Le startupper chinois a séduit les grands magasins

Le startupper chinois a séduit les grands magasins

2018-08-21
Les Echos

Yangke Sun, le startupper qui a séduit Printemps et Galeries Lafayette. Après des études d’ingénieur à Telecom Bretagne, l’entrepreneur a créée depuis Paris une application servant de guide d’achat à la communauté chinoise de France. Le 1er octobre, c’est la fête nationale chinoise. Pour Yangke Sun, un entrepreneur chinois de 27 ans qui a fondé l’an passé eCentime, un guide d’achat en ligne pour la communauté chinoise de France, c'est moment où jamais de doper l’usage de son application mobile qui propose des bons plans shopping sur des marques de mode et de parfumerie cosmétique. Les infos sont rédiger en chinois, le contenu s’adresse spécifiquement aux natifs de l’Empire du Milieu et colle à leurs habitudes de consommation. Chaque jour une vingtaine d’articles plus quelques dossiers de fonds sont mis en ligne avec des recommandations.
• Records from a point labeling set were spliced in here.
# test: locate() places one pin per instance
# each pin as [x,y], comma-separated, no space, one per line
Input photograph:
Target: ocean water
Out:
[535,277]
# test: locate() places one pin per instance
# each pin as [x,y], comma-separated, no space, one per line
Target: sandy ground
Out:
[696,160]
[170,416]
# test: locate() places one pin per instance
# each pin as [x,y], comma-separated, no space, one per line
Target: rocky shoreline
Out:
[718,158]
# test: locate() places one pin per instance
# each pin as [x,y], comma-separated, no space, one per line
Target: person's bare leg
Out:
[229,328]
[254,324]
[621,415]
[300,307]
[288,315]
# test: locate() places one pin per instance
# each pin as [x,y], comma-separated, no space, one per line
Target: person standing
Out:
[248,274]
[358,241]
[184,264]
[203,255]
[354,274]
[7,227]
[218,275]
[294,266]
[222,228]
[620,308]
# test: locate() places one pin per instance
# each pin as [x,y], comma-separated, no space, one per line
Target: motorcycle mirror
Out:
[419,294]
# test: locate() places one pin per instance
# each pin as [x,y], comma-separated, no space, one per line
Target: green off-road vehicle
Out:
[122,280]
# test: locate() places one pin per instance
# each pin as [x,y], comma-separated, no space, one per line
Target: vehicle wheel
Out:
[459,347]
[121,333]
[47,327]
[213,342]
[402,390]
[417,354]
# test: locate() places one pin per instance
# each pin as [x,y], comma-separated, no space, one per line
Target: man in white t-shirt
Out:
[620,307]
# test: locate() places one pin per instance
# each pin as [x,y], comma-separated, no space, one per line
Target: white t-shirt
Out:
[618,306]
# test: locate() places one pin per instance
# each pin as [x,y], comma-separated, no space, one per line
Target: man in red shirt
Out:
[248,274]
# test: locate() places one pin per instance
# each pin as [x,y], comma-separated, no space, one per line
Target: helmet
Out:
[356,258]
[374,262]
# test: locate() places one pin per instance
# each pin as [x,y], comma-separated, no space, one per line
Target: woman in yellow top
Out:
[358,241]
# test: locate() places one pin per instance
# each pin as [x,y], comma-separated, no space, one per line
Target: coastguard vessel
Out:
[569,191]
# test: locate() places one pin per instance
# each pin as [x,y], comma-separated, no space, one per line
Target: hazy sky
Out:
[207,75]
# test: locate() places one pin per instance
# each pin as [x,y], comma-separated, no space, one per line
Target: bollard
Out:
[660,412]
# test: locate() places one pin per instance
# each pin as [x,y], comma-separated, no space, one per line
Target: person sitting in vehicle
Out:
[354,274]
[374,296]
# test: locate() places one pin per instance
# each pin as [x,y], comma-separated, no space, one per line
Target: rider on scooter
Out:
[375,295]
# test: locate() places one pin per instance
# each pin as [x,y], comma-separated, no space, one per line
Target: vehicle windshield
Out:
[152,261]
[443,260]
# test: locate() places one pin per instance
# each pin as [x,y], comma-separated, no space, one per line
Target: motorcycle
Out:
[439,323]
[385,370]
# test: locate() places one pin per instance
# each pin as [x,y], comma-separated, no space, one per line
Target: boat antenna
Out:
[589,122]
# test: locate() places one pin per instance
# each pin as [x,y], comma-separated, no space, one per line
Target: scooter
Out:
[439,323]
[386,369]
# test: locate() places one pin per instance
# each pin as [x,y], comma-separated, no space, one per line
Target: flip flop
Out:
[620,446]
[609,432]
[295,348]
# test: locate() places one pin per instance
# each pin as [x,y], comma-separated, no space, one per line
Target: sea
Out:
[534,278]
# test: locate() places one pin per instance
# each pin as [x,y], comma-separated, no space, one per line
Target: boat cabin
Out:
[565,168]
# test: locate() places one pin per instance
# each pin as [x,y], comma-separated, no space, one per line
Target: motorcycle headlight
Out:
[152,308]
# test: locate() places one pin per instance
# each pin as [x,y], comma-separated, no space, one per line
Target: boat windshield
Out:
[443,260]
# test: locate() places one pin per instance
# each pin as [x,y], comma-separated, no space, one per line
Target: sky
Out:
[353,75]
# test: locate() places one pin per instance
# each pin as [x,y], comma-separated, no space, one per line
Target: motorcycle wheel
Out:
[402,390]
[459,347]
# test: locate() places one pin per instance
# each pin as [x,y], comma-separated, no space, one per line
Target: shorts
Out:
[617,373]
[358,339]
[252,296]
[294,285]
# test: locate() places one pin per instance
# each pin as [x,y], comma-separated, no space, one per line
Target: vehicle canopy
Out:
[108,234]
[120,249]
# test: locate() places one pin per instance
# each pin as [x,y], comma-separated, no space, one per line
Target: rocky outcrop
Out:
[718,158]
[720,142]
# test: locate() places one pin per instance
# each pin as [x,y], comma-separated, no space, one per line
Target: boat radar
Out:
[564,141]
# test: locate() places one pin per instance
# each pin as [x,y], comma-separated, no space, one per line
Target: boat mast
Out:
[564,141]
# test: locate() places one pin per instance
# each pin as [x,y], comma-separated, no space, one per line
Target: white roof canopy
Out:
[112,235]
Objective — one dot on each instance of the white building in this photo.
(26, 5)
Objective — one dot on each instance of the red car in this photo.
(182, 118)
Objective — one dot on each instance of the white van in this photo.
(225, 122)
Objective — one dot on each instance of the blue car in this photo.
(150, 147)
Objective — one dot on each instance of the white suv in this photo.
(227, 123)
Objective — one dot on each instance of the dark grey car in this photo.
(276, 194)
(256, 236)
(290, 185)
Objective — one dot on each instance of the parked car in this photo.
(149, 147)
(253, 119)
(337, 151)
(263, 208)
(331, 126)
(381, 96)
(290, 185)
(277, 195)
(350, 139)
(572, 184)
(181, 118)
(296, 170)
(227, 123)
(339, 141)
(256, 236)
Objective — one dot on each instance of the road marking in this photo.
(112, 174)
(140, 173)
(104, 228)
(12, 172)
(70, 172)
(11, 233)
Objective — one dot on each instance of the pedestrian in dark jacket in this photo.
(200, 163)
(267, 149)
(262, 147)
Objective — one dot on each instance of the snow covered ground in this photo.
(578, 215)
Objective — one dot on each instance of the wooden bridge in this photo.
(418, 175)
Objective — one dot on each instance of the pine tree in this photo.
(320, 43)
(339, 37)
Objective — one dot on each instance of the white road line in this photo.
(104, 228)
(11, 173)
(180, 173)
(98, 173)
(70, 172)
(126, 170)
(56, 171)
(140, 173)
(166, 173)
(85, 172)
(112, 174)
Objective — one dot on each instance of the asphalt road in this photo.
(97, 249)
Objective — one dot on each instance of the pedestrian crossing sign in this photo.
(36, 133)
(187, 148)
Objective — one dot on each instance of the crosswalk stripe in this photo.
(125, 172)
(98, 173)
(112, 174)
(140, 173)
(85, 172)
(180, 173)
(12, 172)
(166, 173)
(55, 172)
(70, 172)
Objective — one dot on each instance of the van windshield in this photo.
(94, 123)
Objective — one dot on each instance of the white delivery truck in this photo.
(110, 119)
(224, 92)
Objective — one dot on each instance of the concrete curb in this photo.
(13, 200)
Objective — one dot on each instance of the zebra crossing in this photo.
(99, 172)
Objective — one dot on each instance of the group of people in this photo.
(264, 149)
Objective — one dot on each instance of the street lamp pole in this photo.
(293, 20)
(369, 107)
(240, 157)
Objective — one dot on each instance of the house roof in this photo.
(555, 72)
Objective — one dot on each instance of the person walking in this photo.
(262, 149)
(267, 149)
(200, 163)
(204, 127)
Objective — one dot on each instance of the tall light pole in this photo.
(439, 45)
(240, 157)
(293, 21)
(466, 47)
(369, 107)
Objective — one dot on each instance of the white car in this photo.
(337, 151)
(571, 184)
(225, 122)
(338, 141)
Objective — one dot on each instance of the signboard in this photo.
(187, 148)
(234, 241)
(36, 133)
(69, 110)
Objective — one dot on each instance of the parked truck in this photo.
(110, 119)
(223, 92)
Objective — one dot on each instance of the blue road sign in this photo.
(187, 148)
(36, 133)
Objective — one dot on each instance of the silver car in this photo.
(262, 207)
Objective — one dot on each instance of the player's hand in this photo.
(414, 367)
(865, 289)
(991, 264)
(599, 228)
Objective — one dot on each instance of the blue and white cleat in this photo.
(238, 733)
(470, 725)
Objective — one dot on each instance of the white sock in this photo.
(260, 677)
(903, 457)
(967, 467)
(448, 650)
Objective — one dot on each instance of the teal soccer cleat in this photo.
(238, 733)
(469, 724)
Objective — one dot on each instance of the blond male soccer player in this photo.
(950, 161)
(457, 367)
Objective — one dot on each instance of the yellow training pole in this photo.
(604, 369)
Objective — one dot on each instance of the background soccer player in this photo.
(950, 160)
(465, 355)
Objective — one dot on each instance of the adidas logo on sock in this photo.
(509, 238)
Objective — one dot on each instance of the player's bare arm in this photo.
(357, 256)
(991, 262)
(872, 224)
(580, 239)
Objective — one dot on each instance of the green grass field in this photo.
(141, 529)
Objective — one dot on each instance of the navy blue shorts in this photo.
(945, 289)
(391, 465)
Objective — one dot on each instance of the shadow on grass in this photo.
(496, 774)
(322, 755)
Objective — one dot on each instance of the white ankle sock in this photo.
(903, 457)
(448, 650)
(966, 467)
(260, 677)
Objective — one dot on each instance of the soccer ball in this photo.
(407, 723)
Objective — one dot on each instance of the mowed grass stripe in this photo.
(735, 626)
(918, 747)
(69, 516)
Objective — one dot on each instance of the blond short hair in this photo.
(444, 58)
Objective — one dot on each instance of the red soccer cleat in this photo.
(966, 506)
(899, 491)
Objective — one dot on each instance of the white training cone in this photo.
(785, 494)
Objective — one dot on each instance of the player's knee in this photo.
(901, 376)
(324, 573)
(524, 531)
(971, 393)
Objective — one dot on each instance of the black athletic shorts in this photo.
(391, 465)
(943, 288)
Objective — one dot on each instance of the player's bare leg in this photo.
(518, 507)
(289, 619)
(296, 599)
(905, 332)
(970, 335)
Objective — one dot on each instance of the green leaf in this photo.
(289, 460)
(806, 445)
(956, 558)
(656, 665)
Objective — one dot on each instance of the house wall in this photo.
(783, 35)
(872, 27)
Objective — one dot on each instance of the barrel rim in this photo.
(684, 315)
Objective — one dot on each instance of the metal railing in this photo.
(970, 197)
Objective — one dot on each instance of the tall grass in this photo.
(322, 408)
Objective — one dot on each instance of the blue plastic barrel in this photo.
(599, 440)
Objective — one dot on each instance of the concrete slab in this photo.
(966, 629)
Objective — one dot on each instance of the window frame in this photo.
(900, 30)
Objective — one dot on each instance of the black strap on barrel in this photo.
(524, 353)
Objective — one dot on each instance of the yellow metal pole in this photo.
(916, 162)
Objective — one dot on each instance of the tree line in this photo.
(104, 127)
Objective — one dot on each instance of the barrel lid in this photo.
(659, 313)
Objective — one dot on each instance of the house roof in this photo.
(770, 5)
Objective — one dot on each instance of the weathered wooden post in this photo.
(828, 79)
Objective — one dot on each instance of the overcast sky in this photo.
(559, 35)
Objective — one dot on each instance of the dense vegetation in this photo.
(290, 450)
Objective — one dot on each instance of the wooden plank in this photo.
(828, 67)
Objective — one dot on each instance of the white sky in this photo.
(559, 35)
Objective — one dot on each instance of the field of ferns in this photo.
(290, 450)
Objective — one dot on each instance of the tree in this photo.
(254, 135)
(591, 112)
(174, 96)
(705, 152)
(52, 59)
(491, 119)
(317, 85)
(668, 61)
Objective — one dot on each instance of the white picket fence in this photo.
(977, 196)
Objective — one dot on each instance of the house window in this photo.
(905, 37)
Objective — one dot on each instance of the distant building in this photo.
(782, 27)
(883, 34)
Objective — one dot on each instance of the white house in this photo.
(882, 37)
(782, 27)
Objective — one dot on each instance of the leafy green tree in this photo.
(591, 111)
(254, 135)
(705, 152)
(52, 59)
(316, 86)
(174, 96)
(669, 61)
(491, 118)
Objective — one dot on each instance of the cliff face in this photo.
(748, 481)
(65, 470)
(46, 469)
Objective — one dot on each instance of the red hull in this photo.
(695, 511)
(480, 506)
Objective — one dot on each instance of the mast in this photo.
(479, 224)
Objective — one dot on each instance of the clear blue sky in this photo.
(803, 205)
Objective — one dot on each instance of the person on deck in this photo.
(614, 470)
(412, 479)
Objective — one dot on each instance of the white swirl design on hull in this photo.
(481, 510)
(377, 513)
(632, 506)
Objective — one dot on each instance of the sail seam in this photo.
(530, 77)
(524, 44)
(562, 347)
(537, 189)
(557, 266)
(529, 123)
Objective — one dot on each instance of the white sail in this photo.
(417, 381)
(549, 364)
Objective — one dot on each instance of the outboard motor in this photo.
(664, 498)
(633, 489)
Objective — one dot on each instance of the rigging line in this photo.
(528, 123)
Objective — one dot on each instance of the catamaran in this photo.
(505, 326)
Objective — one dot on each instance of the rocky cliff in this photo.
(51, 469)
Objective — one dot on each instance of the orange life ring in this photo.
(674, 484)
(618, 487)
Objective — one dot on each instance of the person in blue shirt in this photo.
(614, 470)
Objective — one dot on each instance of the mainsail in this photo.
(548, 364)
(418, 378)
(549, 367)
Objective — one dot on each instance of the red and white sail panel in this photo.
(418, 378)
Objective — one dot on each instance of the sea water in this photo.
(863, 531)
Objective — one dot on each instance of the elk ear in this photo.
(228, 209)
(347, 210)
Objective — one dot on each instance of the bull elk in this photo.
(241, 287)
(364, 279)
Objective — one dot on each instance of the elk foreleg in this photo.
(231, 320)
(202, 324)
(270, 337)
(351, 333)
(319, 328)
Des algorithmes prédictifs permettent de proposer les « bons produits aux bonnes personnes ».

Partenariat avec les grands magasins

 

Pour profiter à plein du pic de trafic attendu durant cette période faste, l’application mobile a prévu une série de réductions et de « services VIP » au Printemps Haussmann, Galeries Lafayette et BHV Marais, via des partenariats.


​Pour les enseignes partenaires, c’est un moyen d’accéder à une clientèle friande de mode Made in France.

 

L’appli revendique déjà 200.000 utilisateurs, dont 65 % sont des femmes de 18 à 30 ans.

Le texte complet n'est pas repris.